Toutes partagent un espoir : l'arrivée de femmes au pouvoir, pour enfin faire évoluer la situation légale. « La sous-représentation des femmes rend difficile toute application des lois car nous sommes exclues du processus de décision », regrette Anny Modi. En RDC, « la loi électorale ne rend pas obligatoire la parité au sein des partis politiques, permettant l'exclusion des femmes du processus électorale » et « il y a moins de 10% de femmes au Parlement ». « Le progrès des droits des femmes est vu comme une menace pour les relations de pouvoir au sein de la société et il nécessite beaucoup de dialogue pour faire en sorte que les gardiens des privilèges de ce système comprennent que le respect des droits des femmes n'est pas un retrait de leur pouvoir, mais un équilibre du pouvoir au sein de la société, au profit de tous ».

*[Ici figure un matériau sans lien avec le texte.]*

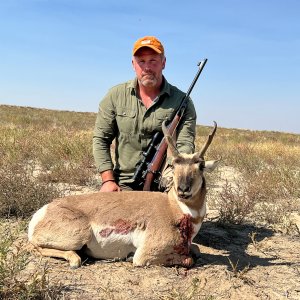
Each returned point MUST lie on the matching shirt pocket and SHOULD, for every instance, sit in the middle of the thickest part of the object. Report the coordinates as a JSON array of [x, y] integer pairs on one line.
[[161, 116], [126, 119]]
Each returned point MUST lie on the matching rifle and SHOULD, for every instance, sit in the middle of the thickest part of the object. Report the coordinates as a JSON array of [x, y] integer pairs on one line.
[[148, 168]]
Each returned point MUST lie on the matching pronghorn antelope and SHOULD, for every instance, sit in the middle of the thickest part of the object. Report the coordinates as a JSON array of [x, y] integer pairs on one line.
[[157, 227]]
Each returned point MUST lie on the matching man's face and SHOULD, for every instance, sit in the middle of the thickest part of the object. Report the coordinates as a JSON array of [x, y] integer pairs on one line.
[[148, 66]]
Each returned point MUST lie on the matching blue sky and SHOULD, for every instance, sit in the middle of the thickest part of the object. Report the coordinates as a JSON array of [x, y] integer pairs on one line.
[[65, 55]]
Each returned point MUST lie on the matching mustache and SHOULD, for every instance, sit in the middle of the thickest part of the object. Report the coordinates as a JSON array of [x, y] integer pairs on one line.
[[148, 73]]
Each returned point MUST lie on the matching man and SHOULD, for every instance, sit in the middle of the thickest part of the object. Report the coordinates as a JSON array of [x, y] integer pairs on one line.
[[132, 112]]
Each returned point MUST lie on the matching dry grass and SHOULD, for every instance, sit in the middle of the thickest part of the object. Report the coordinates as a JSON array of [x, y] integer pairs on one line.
[[258, 181], [267, 188]]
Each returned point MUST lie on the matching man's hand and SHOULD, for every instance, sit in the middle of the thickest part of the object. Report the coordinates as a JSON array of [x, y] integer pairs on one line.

Au Bahreïn, quelques femmes ont été nommées ministres, ambassadrices. Mais pour Zainab, ce ne sont « que des façades » : « Elles n'ont pas réellement leur mot à dire et suivent les ordres. C'est terrible car dans mon pays, les femmes sont éduquées, travaillent mais ne peuvent pas occuper les postes importants. Je pense que les hommes ne veulent pas voir les femmes à des postes élevés, car ils pensent qu'elles leur sont inférieures, à cause de la culture, de la religion, qui représentent la femme comme très émotionnelle. Mais je pense au contraire que les femmes peuvent être encore meilleures que les hommes, mais ils ne veulent pas le voir ».
Il s'agit d'un profond changement sociétal pour Mirta Moragas : « Pour que les femmes aient davantage de droits, nous avons besoin d'une nouvelle configuration, de bâtir une nouvelle relation entre tous. C'est notre futur, nous allons le faire ».